Bruckner rezoning opponents appeal judge’s decision

street view of Super Foodtown supermarket
Hundreds of new apartment units and a new grocery store are planned for the site of the Throggs Neck Super Foodtown and neighboring properties. A group of residents against the rezoning are appealing a judge’s order in a battle against the project.
Photo Aliya Schneider

The challengers of the Bruckner Boulevard rezoning are appealing a Bronx Supreme Court judge’s decision to dismiss their lawsuit, prolonging a legal battle that could drag into next year.

Buffalo-based land use attorney Richard Lippes filed a lawsuit against the city on Feb. 13 on behalf of a group of Throggs Neck residents against the contentious rezoning, arguing that the environmental review process wasn’t properly conducted. The project, which was approved in October 2022, is slated to bring nearly 350 apartments to the low-density East Bronx neighborhood.

Nathan Taylor, senior counsel for the city’s environmental law division, argued that the case should be dismissed because Lippes did not properly serve the city with the lawsuit on time or initially list Throggs Neck Associates LLC — the rezoning applicant — as a respondent in the case, calling these “fatal errors.”

Judge Leticia Maria Ramirez dismissed the case on Aug. 14, echoing the arguments that there were procedural issues with the lawsuit.
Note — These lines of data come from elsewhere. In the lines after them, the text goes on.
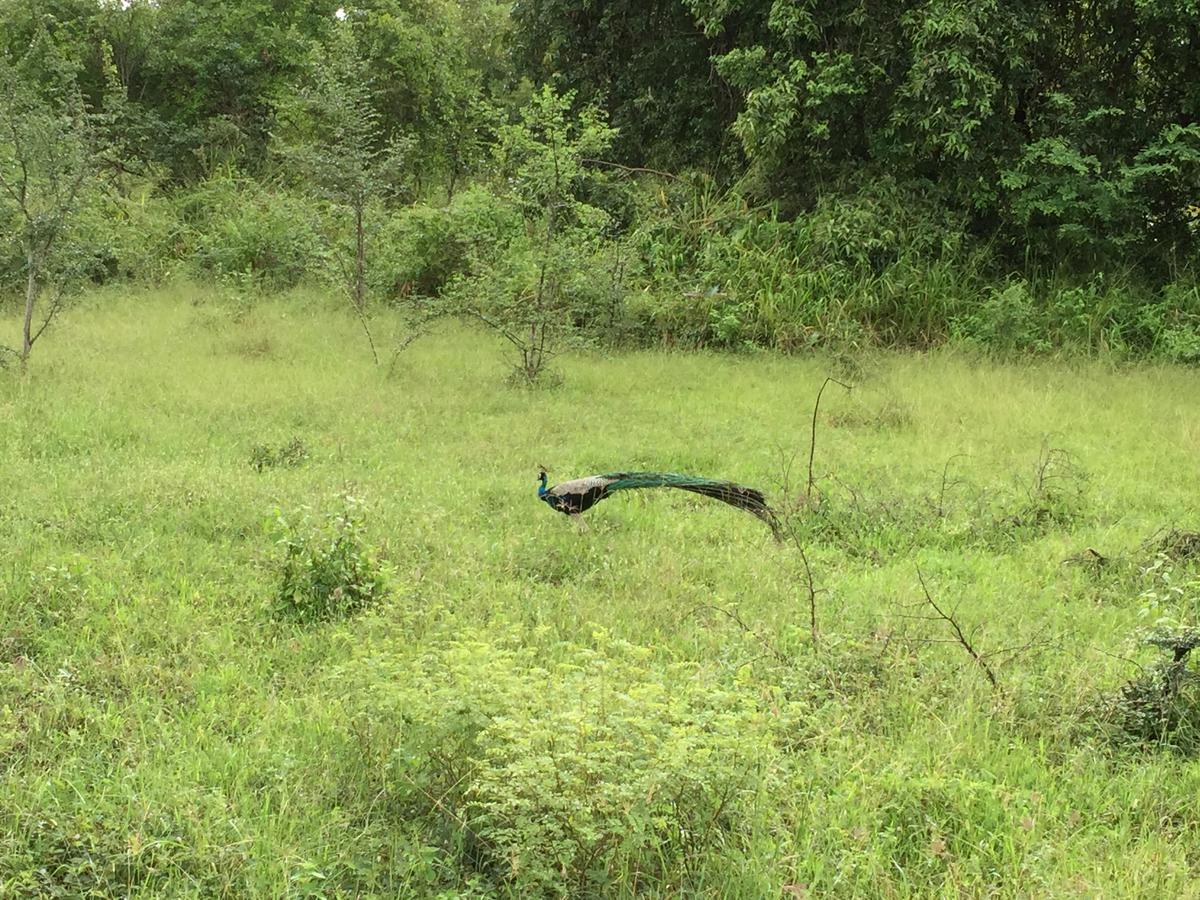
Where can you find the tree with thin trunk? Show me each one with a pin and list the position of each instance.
(526, 295)
(47, 160)
(337, 145)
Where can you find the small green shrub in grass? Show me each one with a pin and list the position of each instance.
(577, 775)
(329, 571)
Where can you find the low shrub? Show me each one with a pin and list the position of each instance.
(329, 571)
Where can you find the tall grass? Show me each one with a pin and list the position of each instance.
(535, 711)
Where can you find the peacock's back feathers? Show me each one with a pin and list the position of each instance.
(575, 497)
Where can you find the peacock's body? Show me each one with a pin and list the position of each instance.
(574, 497)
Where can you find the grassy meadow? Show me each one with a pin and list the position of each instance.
(527, 708)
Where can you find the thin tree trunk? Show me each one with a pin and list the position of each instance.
(360, 256)
(30, 299)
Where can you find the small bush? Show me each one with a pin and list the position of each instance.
(579, 775)
(289, 455)
(240, 228)
(328, 570)
(423, 249)
(1161, 707)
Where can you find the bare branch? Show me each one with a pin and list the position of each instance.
(55, 305)
(633, 169)
(813, 442)
(958, 631)
(737, 619)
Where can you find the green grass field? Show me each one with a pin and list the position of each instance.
(533, 709)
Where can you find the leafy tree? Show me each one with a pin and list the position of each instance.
(433, 64)
(340, 153)
(646, 61)
(47, 159)
(538, 294)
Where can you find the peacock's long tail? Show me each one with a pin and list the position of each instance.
(748, 498)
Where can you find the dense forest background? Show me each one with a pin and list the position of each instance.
(1024, 177)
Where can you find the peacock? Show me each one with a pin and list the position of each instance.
(574, 497)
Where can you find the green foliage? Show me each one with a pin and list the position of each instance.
(417, 750)
(420, 250)
(329, 573)
(289, 455)
(643, 61)
(601, 768)
(543, 292)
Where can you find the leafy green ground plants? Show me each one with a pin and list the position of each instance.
(498, 705)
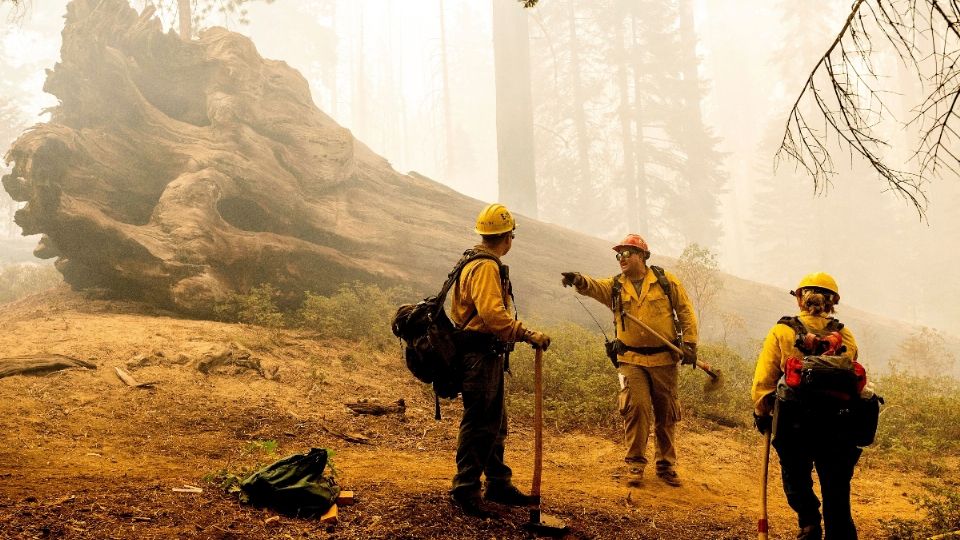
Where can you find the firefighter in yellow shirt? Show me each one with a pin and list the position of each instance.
(481, 305)
(647, 368)
(807, 433)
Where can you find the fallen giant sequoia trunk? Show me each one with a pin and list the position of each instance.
(179, 173)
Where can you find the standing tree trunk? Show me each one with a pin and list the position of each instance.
(584, 178)
(515, 152)
(626, 115)
(358, 103)
(447, 113)
(185, 14)
(640, 186)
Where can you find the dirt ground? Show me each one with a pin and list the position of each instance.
(88, 457)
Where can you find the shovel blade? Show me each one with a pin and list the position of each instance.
(546, 525)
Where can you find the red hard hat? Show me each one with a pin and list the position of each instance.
(634, 241)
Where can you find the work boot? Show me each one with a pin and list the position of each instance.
(810, 532)
(470, 505)
(507, 494)
(634, 476)
(669, 477)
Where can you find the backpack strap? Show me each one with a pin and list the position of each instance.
(799, 331)
(669, 291)
(453, 279)
(616, 305)
(833, 325)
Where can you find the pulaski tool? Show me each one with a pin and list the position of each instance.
(540, 523)
(715, 380)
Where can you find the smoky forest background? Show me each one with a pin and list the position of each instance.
(750, 143)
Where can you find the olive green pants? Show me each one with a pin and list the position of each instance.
(648, 395)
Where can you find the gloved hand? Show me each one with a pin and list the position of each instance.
(572, 279)
(764, 423)
(539, 340)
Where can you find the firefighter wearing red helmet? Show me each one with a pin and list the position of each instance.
(647, 368)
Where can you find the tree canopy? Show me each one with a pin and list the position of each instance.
(849, 99)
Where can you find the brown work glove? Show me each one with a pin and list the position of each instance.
(763, 423)
(689, 356)
(572, 278)
(539, 340)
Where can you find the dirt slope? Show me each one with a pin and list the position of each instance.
(88, 457)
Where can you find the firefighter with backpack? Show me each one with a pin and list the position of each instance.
(646, 367)
(481, 303)
(807, 390)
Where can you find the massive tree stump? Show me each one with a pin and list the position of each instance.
(181, 172)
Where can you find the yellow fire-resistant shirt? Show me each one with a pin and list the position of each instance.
(778, 346)
(652, 306)
(480, 291)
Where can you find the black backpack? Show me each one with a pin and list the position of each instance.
(431, 339)
(818, 397)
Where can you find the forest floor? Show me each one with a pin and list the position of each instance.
(90, 457)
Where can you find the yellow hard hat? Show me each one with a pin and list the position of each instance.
(821, 280)
(495, 219)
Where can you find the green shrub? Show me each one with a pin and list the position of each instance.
(19, 280)
(358, 311)
(941, 504)
(580, 384)
(921, 416)
(258, 307)
(727, 403)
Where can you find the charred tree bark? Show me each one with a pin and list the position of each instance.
(515, 151)
(185, 15)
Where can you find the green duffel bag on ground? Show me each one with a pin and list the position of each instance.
(295, 485)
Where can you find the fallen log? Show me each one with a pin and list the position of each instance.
(376, 409)
(40, 364)
(355, 438)
(130, 381)
(234, 356)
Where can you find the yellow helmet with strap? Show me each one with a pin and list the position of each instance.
(820, 280)
(495, 219)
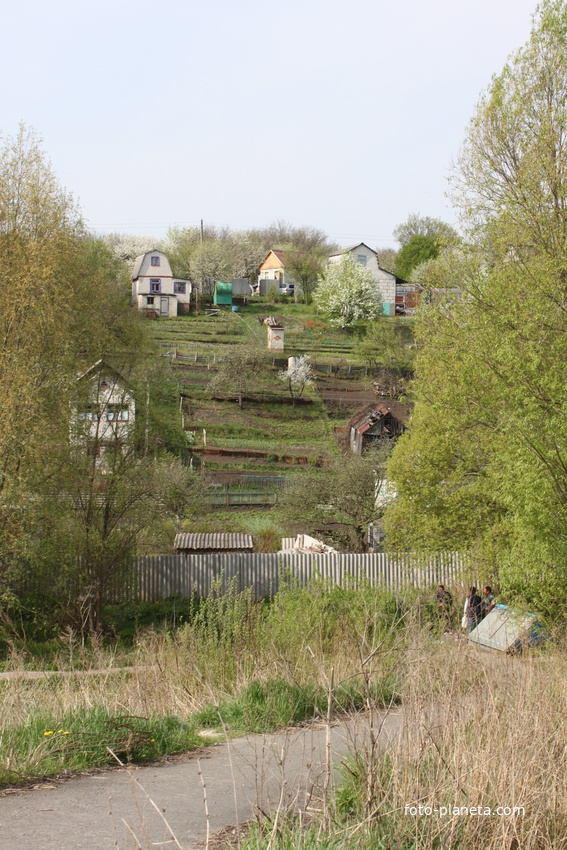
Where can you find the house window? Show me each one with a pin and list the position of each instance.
(88, 413)
(117, 413)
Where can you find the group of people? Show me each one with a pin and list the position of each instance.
(476, 608)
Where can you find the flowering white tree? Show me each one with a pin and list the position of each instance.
(348, 292)
(128, 247)
(297, 376)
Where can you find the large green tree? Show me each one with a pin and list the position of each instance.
(485, 462)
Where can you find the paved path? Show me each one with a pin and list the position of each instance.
(104, 811)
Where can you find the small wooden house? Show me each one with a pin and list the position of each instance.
(103, 412)
(373, 423)
(272, 272)
(155, 290)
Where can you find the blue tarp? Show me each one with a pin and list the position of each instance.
(507, 630)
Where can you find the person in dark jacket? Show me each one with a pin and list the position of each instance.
(472, 609)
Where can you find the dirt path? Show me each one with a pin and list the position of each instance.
(105, 810)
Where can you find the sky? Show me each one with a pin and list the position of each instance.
(344, 116)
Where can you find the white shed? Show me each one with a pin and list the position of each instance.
(369, 259)
(155, 290)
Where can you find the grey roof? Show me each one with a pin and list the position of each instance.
(351, 248)
(140, 259)
(197, 542)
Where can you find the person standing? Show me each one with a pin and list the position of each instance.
(473, 606)
(488, 601)
(445, 607)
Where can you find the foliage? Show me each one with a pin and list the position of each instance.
(418, 225)
(382, 345)
(484, 464)
(297, 376)
(340, 502)
(347, 293)
(241, 368)
(127, 247)
(418, 250)
(65, 517)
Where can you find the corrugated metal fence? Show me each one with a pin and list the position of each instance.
(158, 576)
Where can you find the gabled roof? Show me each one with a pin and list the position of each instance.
(368, 415)
(139, 260)
(218, 542)
(279, 255)
(351, 248)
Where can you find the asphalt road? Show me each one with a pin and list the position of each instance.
(119, 808)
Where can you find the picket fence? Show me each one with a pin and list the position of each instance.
(155, 577)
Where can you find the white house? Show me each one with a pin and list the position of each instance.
(154, 288)
(105, 411)
(386, 280)
(272, 272)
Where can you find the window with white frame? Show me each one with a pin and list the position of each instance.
(117, 413)
(88, 413)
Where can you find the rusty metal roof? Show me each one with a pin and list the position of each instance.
(217, 542)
Lippes filed a notice of appeal on Monday to the Appellate Division, First Department.

Article 78 cases — a method of challenging government actions in the state courts — are typically difficult, and more so for land use cases, according to Jeffery Braun, a lawyer for Kramer Levin who litigates commercial, real estate, land use and environmental cases for developers, corporations and nonprofits. The courts tend to be deferential to government actors, and land use projects are typically backed up by a process that incorporates professional work and explanations that support the city’s decisions, making it harder to argue the city is in the wrong, he said.

Braun told the Bronx Times that Lippes’ procedural missteps “kill” the case without even getting to its substance.

“If I were in his shoes, I would be very pessimistic,” Braun said.

In her decision, the judge said that even if she considered the merits of Lippes’ arguments about the project’s environmental review, she would not back him.

“That is kind of a typical reaction of the courts to those sorts of arguments,” Braun told the Bronx Times. “It’s very difficult to persuade courts that the city’s environmental review was defective in some material way.”

Lippes has six months to prepare and file his appeal — known as “perfecting” it — and he can request a 60-day extension and a second 30-day extension. He told the Bronx Times he doesn’t expect to use the whole time period.

So how is he feeling about his case?

“I always feel confident I’m going to win, every case and appeal that I take,” he said. “But I lost in the trial court. That’s why there’s appellate courts.”

Stefan Mooklal, the deputy chief of staff for the NYC Law Department, and rezoning applicant Throggs Neck Associates LLC — an entity that represents the property owners — declined to comment.